Wednesday, March 10, 2010

Why do you feel patients that are above a BMI of 55 should lose weight to get to that level prior to surgery?.

First, there is good evidence that risks of bariatric surgery increase as the BMI increases. Having the patient reduce their weight to a BMI of 55 is one way to decrease many of those risks. My plan is that my patients have an uncomplicated recovery after surgery. I do not want to have patients in the ICU on ventilators and have other problems. This is by far the most important reason to reach a BMI of 55 prior to surgery.
Secondly, the result will be much better. I have spoken to many people that had bariatric surgery when they had a BMI over 55 at the time of their operation. They often express disappointment in their overall outcome. They had lost 150 to 200 lbs but they still weighed 300 to 400 lbs and still had many of the medical problems they had hoped to have resolved. They assumed that once they had bariatric surgery they would lose their excess weight and reach a weight close to their ideal weight. Unfortunately, the fact is that even if they chose a Roux en Y gastric bypass for their operation, a gastric bypass operation usually results in about 150 to 200 lbs weight loss at the maximum. Therefore the operation is not designed to deliver the 300 to 400 lbs of weight loss they needed.

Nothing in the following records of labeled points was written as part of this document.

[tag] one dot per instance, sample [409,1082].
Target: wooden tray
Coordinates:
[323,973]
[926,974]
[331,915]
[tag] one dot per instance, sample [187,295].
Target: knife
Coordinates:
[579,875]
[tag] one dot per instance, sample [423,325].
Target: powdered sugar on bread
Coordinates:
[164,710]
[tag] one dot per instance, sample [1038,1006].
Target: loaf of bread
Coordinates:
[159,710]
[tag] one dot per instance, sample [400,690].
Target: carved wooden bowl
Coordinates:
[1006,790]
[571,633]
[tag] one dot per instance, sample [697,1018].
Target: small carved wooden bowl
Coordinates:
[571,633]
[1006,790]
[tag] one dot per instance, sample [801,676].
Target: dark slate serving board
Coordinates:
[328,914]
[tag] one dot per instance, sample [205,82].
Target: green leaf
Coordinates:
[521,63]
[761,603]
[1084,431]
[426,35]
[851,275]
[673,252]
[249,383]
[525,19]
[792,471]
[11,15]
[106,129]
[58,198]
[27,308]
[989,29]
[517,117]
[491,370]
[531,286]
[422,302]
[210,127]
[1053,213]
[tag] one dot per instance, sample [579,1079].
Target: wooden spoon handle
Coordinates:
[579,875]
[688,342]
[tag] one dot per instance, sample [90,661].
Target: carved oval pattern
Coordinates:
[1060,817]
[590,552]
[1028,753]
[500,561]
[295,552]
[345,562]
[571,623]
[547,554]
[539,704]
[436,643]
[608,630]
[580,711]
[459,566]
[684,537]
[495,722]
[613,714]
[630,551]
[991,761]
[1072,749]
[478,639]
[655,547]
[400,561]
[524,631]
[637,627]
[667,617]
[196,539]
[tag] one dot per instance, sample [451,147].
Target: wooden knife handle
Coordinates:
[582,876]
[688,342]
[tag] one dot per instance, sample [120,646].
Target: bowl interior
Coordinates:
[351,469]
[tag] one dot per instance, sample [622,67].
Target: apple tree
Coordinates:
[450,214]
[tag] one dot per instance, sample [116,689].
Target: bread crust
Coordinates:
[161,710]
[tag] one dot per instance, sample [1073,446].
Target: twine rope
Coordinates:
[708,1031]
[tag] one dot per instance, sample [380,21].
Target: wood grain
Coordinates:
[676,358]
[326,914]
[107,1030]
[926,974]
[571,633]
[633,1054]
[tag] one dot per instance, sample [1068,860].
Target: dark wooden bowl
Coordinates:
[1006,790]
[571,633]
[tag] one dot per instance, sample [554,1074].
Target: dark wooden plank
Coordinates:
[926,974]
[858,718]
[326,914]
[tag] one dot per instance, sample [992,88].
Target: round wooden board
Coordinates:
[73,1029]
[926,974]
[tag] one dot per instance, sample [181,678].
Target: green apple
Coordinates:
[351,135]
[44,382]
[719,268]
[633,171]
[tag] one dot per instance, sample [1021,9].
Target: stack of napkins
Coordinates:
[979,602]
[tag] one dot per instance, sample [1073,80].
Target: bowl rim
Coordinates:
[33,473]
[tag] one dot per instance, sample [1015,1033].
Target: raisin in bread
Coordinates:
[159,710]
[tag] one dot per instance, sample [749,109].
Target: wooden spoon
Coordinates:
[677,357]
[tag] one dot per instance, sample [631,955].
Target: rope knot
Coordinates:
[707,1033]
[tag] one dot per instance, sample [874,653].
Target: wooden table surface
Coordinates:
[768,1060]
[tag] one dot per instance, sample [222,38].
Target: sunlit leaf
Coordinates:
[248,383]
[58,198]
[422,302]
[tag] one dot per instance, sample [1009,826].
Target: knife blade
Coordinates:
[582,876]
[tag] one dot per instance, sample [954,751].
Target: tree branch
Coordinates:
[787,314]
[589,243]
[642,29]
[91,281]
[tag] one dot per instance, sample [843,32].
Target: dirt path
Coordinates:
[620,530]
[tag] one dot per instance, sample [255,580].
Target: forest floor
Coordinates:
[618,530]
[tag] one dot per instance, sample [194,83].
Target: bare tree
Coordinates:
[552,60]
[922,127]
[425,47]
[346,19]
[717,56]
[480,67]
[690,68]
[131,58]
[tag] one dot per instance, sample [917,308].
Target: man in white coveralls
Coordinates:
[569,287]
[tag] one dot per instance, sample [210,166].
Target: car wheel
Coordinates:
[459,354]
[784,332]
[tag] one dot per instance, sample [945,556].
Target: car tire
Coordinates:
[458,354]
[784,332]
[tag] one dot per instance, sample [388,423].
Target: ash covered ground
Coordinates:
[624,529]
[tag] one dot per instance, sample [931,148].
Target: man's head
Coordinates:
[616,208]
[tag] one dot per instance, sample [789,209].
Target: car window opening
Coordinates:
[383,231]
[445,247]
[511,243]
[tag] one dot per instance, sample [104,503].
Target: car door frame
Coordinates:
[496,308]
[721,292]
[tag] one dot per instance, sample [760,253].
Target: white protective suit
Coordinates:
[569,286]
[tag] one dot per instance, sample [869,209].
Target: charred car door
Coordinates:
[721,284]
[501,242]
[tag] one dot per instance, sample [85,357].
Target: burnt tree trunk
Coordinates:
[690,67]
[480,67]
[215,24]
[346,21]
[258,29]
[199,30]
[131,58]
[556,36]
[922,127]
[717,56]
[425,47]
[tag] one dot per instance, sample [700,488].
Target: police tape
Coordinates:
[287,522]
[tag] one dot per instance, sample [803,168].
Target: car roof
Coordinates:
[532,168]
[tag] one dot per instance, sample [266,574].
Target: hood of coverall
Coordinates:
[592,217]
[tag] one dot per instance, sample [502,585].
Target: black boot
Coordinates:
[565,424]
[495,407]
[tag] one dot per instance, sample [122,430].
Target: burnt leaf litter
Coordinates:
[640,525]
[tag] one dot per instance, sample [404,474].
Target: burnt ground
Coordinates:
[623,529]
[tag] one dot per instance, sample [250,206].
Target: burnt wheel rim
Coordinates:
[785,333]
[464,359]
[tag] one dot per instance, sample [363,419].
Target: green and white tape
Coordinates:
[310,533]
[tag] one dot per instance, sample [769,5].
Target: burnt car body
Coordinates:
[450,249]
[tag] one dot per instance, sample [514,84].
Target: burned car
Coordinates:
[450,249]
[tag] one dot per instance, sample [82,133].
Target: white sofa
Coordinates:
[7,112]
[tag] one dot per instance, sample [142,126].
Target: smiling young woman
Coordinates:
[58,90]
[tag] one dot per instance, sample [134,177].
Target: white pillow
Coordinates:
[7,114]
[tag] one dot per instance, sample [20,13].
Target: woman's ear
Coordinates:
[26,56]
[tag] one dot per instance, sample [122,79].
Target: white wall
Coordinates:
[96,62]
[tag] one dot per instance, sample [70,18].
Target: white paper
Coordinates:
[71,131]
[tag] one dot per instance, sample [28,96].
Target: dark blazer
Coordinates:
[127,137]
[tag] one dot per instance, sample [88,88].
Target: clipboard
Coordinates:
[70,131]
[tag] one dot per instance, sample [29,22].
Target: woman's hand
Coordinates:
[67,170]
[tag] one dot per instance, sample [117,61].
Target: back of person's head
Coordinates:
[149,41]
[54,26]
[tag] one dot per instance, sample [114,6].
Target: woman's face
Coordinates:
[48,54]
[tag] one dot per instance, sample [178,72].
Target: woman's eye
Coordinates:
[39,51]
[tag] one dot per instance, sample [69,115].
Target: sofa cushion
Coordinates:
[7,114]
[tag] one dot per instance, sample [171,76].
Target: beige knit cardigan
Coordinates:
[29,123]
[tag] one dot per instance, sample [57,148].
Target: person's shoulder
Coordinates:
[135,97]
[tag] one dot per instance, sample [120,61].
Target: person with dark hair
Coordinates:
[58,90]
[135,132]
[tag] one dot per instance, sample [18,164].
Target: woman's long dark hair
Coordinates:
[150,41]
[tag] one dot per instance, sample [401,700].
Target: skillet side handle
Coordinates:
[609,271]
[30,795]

I have helped many people lose weight to reach a BMI of 55 or less prior to surgery. In our program we will use whatever approach will work for the patient. Sometimes this is dietary changes alone with frequent follow up appointments with the dietitians and me. At other times we use medications such as Meridia or Adipex-P. Often we also use a Very Low Carbohydrate Diet that will help a patient lose about 60 to 70 lbs over 12 weeks.
The bottom line is this. If someone really wants to get better they will be willing to do what it takes to work with us to decrease their risks and reach a preoperative weight that will help them obtain their best result from surgery.
There are many other very good bariatric surgery programs that have other approaches that may be equally valid. Many programs will operate on patients regardless of size and deal with the problems if they happen. However this is our preferred approach and it has worked very well for many patients.